Chercheur post-doctoral en science politique au MIT, Francis Dupuis-Déri vient de publier Les Black Blocs - Quand la liberté et l’égalité se manifestent. Véritable réplique à tous ceux qui ne voient dans le Black Bloc qu’un « groupuscule de jeunes voyous », ce livre dresse un portrait de la pensée politique des Black Blocs. Entretien avec un observateur de la frange radicale du mouvement antimondialisation.

Quartier Libre : Comment vous est venue l’idée d’écrire sur les Black Blocs ?

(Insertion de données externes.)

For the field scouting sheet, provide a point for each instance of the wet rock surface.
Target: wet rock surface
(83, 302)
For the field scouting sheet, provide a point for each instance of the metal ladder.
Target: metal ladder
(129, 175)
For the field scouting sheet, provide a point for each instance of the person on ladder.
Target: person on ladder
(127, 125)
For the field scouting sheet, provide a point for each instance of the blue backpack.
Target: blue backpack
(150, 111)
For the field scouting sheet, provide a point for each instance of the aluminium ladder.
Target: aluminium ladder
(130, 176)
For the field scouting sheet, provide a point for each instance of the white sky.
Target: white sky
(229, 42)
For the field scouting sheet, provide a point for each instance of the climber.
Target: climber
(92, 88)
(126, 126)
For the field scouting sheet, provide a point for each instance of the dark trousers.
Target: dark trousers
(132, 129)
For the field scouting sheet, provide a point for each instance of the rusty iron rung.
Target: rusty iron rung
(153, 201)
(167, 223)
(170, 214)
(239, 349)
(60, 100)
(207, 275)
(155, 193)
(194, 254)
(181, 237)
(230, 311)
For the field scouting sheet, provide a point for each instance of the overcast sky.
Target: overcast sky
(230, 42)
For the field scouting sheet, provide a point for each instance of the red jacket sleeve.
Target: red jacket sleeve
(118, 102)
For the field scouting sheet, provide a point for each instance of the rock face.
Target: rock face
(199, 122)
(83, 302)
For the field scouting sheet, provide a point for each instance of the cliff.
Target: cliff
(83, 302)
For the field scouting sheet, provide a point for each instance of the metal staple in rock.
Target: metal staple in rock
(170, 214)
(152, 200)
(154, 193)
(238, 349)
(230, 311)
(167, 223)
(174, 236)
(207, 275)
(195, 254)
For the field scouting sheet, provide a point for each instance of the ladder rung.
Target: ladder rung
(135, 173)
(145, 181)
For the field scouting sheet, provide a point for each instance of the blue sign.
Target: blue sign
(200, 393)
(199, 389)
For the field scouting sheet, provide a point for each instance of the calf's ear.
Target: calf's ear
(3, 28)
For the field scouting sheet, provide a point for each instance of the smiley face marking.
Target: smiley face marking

Francis Dupuis-Déri : Ce qui m’intéressait le plus dans le projet était d’essayer de démystifier le discours que l’on entendait tout le temps par rapport à ces groupes-là, qui était un discours discréditant mur à mur. Il suffisait de lire un ou deux des manifestes des Black Blocs, même en n’étant pas d’accord avec ce qu’ils disent, pour réaliser qu’ils ont une réflexion politique, tant par rapport à leur choix tactique que par rapport à leur mode d’organisation ou à leur analyse de la mondialisation capitaliste ou du système politique. Comme j’avais rarement vu une telle unanimité pour discréditer un groupe, pour le ridiculiser et pour dire qu’il était non politique, je me suis dit que ce livre pourrait clarifier un petit peu les enjeux, tant pour le public en général que pour le mouvement antimondialisation, qui ne connait pas nécessairement mieux les Black Blocs.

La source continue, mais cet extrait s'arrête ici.